Drop the head onto the chest and, as it were, roll over the top. Use a big dolphin kick to throw the legs over the top. When you get better the legs as high as the thighs will be over the top. To begin with not so much.
As you begin, come out on your back, and twist back on to your front as you can.
As you get better you will be able to incorporate the twist earlier.
The best kick from the wall comes from kicking with the legs already part extended. At first people always turn too close to the wall. You are almost better, at first, getting everything right but hitting the wall. You need to give yourself the space.
The real speed comes from being properly aligned to bounce straight off the wall.
Go in fast. Drop your head tight onto the chest. Big dolphin kick over, Get straight before you kick.
When you are hitting the wall right, you get a lot of free momentum. Make the most of it by best streamlining off the wall, and good kicks before you come to the surface.
It is all anaerobic. It hurts.


----------



## Maylian (13 Aug 2012)

Thanks for the hints, I watch the triathlon guys, swim club and some of the more pro looking swimmers busting them out and I've always wanted to learn them


----------



## Arsen Gere (20 Aug 2012)

Watch out for the juniors being taught too. They often practice their turns in the middle of the lane so there is no push off, just a change in direction. You can use this yourself when you are stuck behind a slow swimmer, you move across the lane, tumble and carry on ahead of them while they grab the wall, take a breath and push off.


----------



## dslippy (20 Aug 2012)

That makes sense. 
Another initial drill is to take a pull buoy in each hand. Well away from the wall, swim a stroke or two, kicking hard - do not worry what it looks like - you just need to be moving forward. One arm goes back, and stays there by the thigh, the other arm follows it. Keep them both straight. Now suddenly pull your head down and into your chest very tight, do a big dolphin kick, and roll straight over the top. As you get better you will be able almost to throw the legs over.

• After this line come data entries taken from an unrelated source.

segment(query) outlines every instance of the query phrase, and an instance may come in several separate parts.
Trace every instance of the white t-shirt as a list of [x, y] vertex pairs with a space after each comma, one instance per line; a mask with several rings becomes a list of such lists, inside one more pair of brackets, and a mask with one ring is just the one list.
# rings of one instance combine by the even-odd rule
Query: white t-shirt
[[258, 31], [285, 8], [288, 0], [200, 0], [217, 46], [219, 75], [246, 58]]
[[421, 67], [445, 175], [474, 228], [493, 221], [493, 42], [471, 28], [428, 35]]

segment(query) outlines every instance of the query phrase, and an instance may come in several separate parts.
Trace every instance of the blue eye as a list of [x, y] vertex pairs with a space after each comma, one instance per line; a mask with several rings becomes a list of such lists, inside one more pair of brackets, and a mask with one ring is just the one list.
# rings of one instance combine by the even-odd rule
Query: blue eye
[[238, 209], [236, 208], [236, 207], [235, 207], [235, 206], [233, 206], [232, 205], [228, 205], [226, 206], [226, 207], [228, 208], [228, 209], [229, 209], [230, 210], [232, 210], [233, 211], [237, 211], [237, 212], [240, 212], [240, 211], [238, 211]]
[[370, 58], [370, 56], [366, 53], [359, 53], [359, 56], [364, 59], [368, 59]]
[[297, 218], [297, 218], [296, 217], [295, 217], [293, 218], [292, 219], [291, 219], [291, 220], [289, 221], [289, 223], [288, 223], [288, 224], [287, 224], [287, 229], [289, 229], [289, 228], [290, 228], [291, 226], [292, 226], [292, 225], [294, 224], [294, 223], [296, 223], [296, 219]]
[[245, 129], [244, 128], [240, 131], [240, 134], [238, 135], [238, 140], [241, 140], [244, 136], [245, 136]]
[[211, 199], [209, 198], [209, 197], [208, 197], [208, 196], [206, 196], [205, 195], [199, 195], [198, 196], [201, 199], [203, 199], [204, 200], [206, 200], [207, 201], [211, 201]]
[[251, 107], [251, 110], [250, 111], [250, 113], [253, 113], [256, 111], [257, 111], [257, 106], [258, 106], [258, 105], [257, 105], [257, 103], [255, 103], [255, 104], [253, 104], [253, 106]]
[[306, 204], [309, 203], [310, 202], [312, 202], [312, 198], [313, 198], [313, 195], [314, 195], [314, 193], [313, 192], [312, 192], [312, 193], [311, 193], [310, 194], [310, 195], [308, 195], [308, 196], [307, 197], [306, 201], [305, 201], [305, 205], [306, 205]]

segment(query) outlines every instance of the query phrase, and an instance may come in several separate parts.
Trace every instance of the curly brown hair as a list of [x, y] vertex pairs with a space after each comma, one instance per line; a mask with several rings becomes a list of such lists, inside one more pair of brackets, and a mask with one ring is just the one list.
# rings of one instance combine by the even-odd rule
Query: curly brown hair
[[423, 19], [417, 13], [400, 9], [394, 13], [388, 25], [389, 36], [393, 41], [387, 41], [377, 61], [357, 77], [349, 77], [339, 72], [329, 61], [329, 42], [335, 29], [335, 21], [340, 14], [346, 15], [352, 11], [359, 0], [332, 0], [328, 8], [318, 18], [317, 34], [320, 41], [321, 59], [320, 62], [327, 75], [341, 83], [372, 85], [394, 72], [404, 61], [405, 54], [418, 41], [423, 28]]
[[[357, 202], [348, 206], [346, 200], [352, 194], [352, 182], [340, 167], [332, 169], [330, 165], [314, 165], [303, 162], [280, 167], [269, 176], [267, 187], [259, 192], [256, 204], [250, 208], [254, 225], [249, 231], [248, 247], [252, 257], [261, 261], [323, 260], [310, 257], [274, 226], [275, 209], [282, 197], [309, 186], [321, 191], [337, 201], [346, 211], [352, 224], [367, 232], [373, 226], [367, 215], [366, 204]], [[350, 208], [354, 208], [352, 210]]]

Your arms, hands still holding the buoys, are already pointing in the right direction, and extended. Imagine jumping off the wall.
The buoys do a couple of things. They demonstrate that arms need play little part in the tumble turn. Finishing the stroke with each arm is all that they do. Second, they keep the arms high in the water so that the push off is in the right direction.
This will feel quite uncomfortable at first, but you get the logic right. Once you take away the buoys, you can go in with greater speed - easing the throwing over of the legs, and the landing of your feet on the wall allows you to impart some twist off the wall, minimising your time on your back and underwater (water up the nose).

Good luck, and say how you get on.


----------